Tandis qu’au centre de la place bondée du Petit Marché un prêtre de l’Inquisition jetait des livres hérétiques au bûcher, moi deux rues plus haut je livrais désespérément combat pour sortir du garage ma BMW525 tds. flambant neuve, couleur grenat métallisé, au coude-à-coude avec le flot de lambins qui arrivaient en retard pour la fête médiévale organisée par la mairie. Pour mon plus grand malheur, depuis plusieurs jours déjà avaient lieu, sur le pas de la porte de ma propre maison, de bruyantes rixes de mendiants, des ventes d’esclaves, des tournois de chevaliers et des mises à mort de marchandes de remèdes et de reliques. Je me disais, désespérée, que si j’avais été un peu plus maline, je me serais abstenue de rester ces jours-ci à Avila, fuyant pour la propriété avec Ezequiela et laissant mes concitoyens s’amuser comme ils leur plaisaient. Mais je venais de rentrer d’un long voyage et j’avais besoin d’urgence de me retrouver chez moi, le confort de mon lit à moi et un peu de… tranquillité ? Ces maudites fêtes municipales me sortaient par les yeux !
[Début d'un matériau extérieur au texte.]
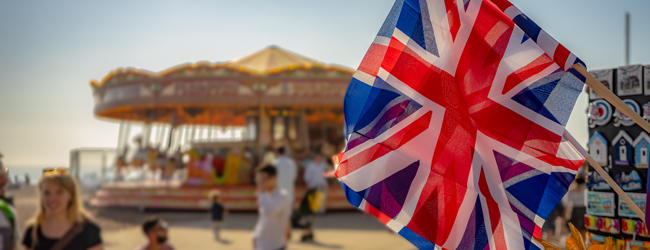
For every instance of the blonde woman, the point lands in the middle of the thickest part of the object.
(61, 222)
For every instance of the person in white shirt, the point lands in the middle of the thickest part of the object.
(314, 173)
(274, 212)
(287, 172)
(314, 200)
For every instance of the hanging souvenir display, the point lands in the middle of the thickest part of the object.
(622, 119)
(609, 225)
(646, 79)
(591, 222)
(624, 209)
(606, 77)
(598, 148)
(641, 150)
(599, 203)
(633, 227)
(623, 149)
(637, 245)
(594, 239)
(629, 80)
(597, 182)
(599, 113)
(629, 182)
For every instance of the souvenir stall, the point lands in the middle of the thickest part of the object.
(621, 147)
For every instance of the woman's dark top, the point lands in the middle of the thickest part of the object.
(87, 238)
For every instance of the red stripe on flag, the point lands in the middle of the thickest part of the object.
(380, 149)
(533, 68)
(371, 62)
(538, 232)
(392, 54)
(502, 4)
(453, 17)
(383, 218)
(493, 206)
(561, 54)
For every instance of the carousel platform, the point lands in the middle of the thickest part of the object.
(174, 196)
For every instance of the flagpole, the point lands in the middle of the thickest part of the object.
(616, 188)
(603, 91)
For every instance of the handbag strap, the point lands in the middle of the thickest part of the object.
(69, 235)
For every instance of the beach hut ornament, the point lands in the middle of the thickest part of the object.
(623, 149)
(622, 119)
(646, 112)
(642, 150)
(599, 113)
(598, 148)
(629, 182)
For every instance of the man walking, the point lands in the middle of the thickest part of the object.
(8, 227)
(287, 172)
(156, 231)
(274, 211)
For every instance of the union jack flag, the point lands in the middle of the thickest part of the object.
(455, 125)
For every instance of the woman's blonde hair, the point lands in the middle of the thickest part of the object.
(75, 211)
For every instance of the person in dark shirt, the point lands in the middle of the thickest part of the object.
(61, 217)
(157, 236)
(217, 210)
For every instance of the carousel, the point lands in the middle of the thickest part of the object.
(208, 126)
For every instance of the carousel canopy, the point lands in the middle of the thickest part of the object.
(271, 59)
(221, 93)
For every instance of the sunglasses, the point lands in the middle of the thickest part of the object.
(54, 171)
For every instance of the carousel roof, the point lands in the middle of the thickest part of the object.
(221, 93)
(270, 60)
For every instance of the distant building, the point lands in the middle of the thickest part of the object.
(641, 148)
(623, 149)
(598, 148)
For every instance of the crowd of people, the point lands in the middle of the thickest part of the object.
(62, 223)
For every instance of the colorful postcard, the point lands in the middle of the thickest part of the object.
(599, 203)
(625, 211)
(629, 80)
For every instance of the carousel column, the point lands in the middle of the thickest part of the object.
(146, 134)
(264, 128)
(304, 129)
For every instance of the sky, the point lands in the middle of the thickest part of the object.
(50, 50)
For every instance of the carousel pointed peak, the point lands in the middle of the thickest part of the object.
(272, 59)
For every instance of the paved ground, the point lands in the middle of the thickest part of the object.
(121, 229)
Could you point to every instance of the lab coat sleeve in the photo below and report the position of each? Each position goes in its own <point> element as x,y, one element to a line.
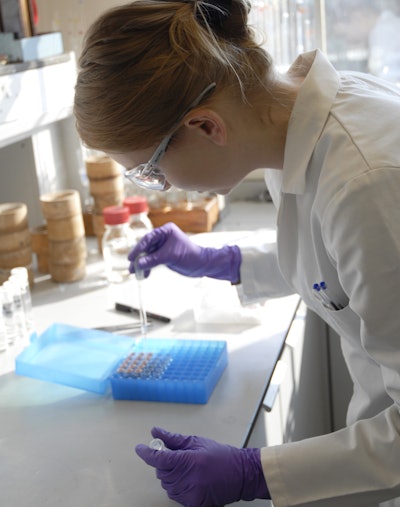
<point>260,275</point>
<point>360,464</point>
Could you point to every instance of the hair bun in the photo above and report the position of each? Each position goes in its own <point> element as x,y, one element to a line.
<point>213,14</point>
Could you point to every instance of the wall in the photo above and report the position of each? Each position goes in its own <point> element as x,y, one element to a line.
<point>72,18</point>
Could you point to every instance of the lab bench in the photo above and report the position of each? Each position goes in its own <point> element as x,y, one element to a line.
<point>67,447</point>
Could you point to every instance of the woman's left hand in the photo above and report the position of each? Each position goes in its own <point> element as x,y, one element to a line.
<point>199,472</point>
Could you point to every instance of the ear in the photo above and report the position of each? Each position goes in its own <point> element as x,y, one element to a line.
<point>207,123</point>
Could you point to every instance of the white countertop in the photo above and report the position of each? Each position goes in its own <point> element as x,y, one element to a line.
<point>64,447</point>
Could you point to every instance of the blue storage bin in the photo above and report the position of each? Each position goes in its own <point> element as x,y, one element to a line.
<point>170,370</point>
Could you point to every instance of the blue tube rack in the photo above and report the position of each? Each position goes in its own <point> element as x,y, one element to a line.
<point>180,371</point>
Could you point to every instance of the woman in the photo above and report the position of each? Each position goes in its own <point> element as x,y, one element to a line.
<point>185,86</point>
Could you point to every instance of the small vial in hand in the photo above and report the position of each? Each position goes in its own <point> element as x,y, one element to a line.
<point>157,444</point>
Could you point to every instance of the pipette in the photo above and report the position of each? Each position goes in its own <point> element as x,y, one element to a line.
<point>142,311</point>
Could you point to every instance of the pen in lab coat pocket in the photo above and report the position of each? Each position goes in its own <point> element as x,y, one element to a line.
<point>320,293</point>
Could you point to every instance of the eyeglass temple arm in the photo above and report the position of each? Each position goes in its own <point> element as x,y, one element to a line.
<point>164,144</point>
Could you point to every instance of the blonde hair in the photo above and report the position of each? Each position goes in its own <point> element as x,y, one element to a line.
<point>143,63</point>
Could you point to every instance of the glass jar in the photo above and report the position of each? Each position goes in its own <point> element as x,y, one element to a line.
<point>139,221</point>
<point>117,241</point>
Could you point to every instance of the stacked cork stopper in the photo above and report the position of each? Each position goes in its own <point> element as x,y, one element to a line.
<point>15,239</point>
<point>65,234</point>
<point>106,186</point>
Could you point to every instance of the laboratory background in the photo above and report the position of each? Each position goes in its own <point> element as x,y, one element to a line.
<point>69,420</point>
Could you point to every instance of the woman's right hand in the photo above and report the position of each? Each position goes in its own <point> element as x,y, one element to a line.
<point>169,245</point>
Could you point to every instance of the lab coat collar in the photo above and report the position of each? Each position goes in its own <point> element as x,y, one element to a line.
<point>309,115</point>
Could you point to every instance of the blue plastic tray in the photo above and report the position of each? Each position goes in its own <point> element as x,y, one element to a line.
<point>182,371</point>
<point>73,356</point>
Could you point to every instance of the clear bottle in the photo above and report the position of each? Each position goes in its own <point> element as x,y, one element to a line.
<point>139,221</point>
<point>3,334</point>
<point>20,275</point>
<point>8,312</point>
<point>13,287</point>
<point>117,241</point>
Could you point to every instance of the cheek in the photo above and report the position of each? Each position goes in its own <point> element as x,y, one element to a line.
<point>197,173</point>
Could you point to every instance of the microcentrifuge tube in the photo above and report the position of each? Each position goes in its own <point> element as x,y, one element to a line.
<point>157,444</point>
<point>142,311</point>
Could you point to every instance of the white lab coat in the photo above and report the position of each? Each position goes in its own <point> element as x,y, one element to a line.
<point>338,200</point>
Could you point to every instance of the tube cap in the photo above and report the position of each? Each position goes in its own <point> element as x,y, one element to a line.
<point>136,204</point>
<point>114,215</point>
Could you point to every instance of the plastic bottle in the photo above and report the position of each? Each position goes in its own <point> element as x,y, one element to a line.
<point>117,241</point>
<point>139,221</point>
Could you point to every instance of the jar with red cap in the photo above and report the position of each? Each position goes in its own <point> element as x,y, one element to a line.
<point>117,241</point>
<point>139,221</point>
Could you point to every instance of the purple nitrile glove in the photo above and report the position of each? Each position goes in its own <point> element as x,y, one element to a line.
<point>171,246</point>
<point>199,472</point>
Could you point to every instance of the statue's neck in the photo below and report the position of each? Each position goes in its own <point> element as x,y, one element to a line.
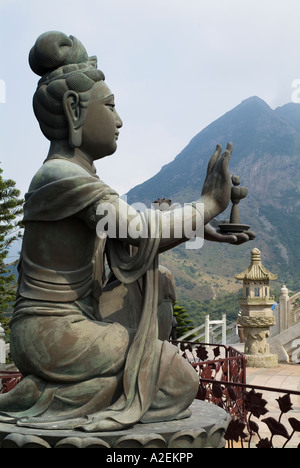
<point>62,150</point>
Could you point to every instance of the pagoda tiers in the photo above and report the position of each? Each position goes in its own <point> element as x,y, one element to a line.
<point>256,278</point>
<point>256,312</point>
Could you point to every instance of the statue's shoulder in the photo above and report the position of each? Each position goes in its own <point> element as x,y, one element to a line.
<point>54,170</point>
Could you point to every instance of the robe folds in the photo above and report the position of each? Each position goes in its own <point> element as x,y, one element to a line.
<point>81,372</point>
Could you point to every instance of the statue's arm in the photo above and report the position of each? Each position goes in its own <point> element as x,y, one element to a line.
<point>118,219</point>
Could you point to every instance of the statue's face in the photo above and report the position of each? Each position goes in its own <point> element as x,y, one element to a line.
<point>100,129</point>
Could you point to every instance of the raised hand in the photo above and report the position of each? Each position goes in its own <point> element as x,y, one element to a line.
<point>216,189</point>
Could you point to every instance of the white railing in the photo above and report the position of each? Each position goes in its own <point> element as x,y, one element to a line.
<point>210,331</point>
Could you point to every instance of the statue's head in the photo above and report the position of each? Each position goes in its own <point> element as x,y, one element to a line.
<point>72,102</point>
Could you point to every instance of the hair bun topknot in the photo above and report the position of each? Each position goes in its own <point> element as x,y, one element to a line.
<point>55,49</point>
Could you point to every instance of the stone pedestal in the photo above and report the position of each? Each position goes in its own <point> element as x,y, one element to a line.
<point>204,429</point>
<point>257,350</point>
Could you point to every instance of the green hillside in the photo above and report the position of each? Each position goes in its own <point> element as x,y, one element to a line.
<point>266,155</point>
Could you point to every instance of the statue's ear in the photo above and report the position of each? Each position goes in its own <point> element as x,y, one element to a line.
<point>75,116</point>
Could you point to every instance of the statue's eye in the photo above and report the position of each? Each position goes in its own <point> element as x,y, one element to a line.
<point>111,106</point>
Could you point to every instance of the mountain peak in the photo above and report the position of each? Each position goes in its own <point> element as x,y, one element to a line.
<point>255,102</point>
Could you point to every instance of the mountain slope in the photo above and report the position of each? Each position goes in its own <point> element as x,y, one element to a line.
<point>266,155</point>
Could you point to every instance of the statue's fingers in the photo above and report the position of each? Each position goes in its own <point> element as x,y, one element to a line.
<point>229,147</point>
<point>214,158</point>
<point>251,235</point>
<point>242,237</point>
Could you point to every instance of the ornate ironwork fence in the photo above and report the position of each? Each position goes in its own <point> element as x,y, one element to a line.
<point>222,375</point>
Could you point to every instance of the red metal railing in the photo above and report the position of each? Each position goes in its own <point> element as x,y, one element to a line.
<point>222,381</point>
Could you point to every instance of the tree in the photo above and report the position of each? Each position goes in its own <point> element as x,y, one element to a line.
<point>10,231</point>
<point>183,322</point>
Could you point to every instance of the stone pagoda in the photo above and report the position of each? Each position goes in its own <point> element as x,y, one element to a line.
<point>257,315</point>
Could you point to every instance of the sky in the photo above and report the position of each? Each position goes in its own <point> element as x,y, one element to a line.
<point>174,66</point>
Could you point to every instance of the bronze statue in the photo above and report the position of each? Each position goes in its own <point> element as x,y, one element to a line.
<point>85,337</point>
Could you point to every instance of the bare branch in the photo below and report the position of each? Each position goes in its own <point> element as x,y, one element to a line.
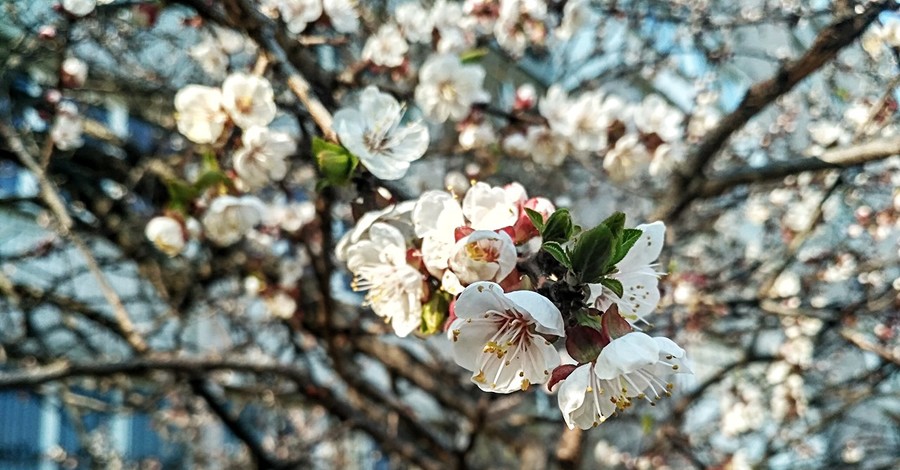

Je donnai des petits coups de klaxon et je fis appel de phares pour que la marée humaine s’écartât et me laissât passer, mais ce fut totalement inutile. Je dus contenir un puissant instinct assassin en voyant comment un chœur d’adolescents s’appliquait à frapper le capot de ma voiture alternant grimaces obscènes et éclats de rire. Lors de pareilles occasions, ou d’autres du même genre, je jure toujours en moi-même -généralement en hébreux – que c’est la dernière année que je reste enfermée à l’intérieur des murailles à la merci de la meute.
Il est évident que pour rien au monde je ne serais sortie dans la rue dans de telles circonstances si le coup de téléphone impérieux de ma chère tante Juana ne s’était pas produit, tante à laquelle, j’avais justement pensé rendre visite, le lendemain, pour considérer comme bouclée l’affaire de Saint-Pétersbourg. Mais quand Juana dit « Maintenant », même toute l’armée nord-américaine, avec Patton à sa tête, ne se risquerait pas à la contredire.
— Emporte ta veste, ça se rafraîchit – m’avisa Ezequiela depuis le salon- Et ne lui présente pas mes salutations à… celle-là !- ajouta-t-elle avec mépris.